Accuracy: 0.860655737704918
Precision: 0.7142857142857143
Recall: 0.25
F1 Score: 0.37037037037037035


Interpretation of the metrics used to evaluate the performance of the classification model:

1. **Accuracy**: This is the ratio of correct predictions to the total number of predictions. An accuracy of 0.86 means that the model correctly predicted the class 86% of the time. This is a general measure of how often the classifier is correct.

2. **Precision**: This is the ratio of true positive predictions to the total number of positive predictions (true positives + false positives). A precision of 0.71 means that when the model predicts the positive class, it is correct 71% of the time. Precision is a measure of how many of the positive predictions were actually correct.

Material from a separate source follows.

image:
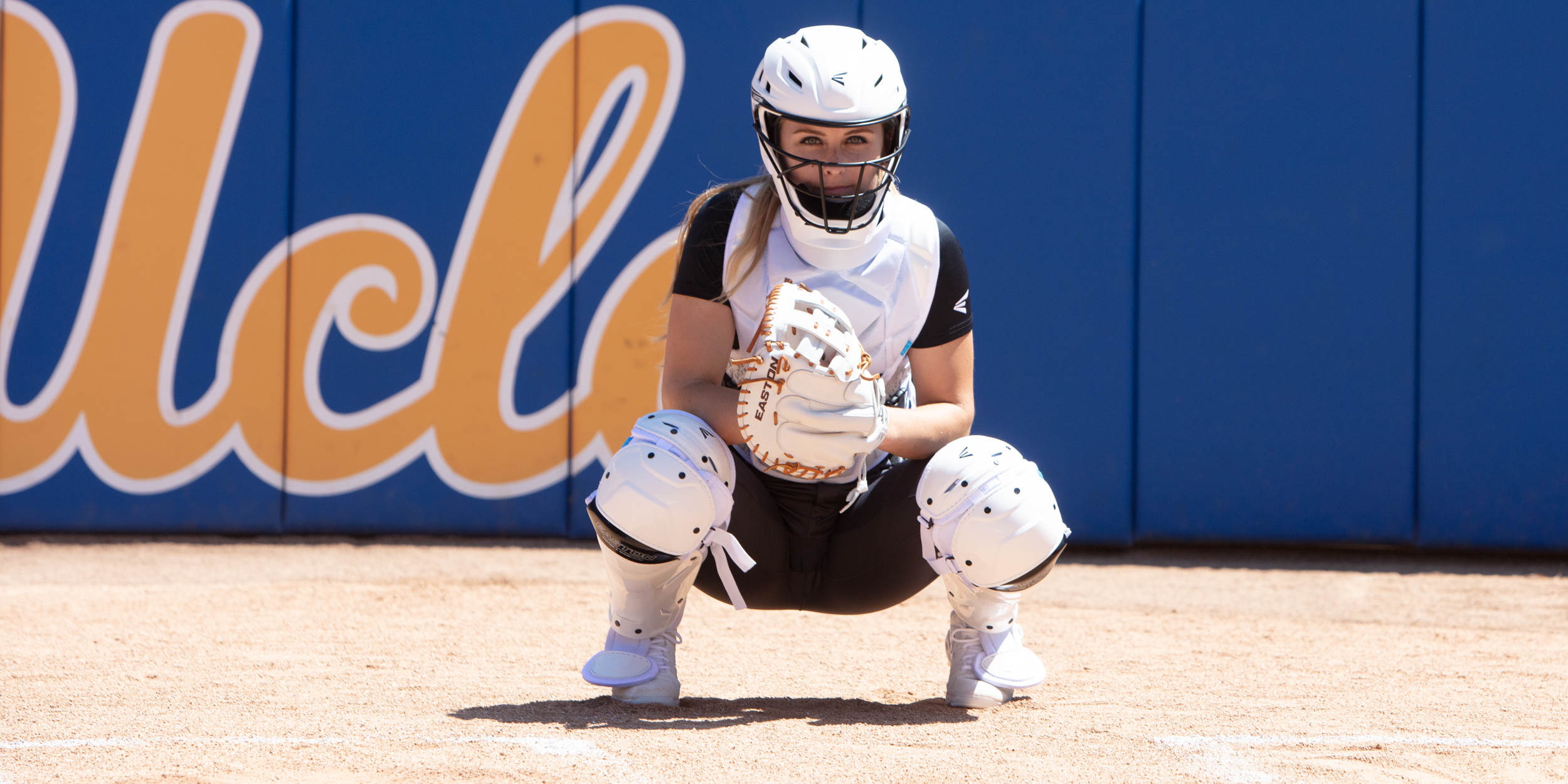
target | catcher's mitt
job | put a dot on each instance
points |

3. **Recall (Sensitivity)**: This is the ratio of true positive predictions to the total number of actual positives (true positives + false negatives). A recall of 0.25 means that the model correctly identifies 25% of all actual positive instances. Recall is a measure of how many of the actual positive instances the model is able to identify.

4. **F1 Score**: This is the harmonic mean of precision and recall, and it tries to balance the two. An F1 score reaches its best value at 1 (perfect precision and recall) and worst at 0. The F1 score is 0.37, which is relatively low, indicating that the model's precision and recall are not well balanced.

In summary, the model has high accuracy but low recall and a low F1 score. This suggests that while the model is correct a high percentage of the time, it's not doing a great job at identifying positive instances (it's missing a lot of positive instances). The low F1 score suggests that the model's precision and recall are not well balanced.